Despite nearly a quarter of U.S. Latinos living in poverty, the group as a whole has a higher average life expectancies than white Americans, who have a much lower poverty rate.

This article from Yes magazine has some theories as to why. It’s about Latino traditions of food, community and family bonds.

Author Claudia Kolker took a closer look at such cultural practices for her 2011 book, The Immigrant Advantage. Her book examines why immigrants are often healthier than native-born Americans—a question that continues to be explored. Some credit this perplexing phenomenon to the idea that immigrants must be healthy to migrate. Kolker’s research shows its connection to customs like Danza Azteca: close community bonds, traditional foods, and la cuarentena, a Latin American tradition in which a new mother rests for the first 40 days after giving birth, not lifting a finger except to breastfeed and bond with her child.

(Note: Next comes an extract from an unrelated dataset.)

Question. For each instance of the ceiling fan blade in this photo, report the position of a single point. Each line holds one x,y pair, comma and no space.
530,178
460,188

Kolker also has a hunch that a lack of smoking is a factor, and other researchers agree.

But here’s another paradox. The healthier living advantage is primarily for recent immigrants.

U.S.-born Hispanics face higher prevalence rates for unhealthy behaviors than foreign-born Hispanics: a 72 percent higher smoking rate and a 30 percent higher obesity rate. They also have a 93 percent higher cancer rate, according to the Centers for Disease Control and Prevention.

Timothy Smith, a psychology professor at Brigham Young University, also has studied this scientific wonder and suggests that social bonds and culture do contribute to health. While more research is needed to know for sure, one thing is certain: American assimilation isn’t exactly healthy. “They’re adopting the local culture, which does have some adverse consequences,” he says. “There are positive consequences to health and adverse consequences.”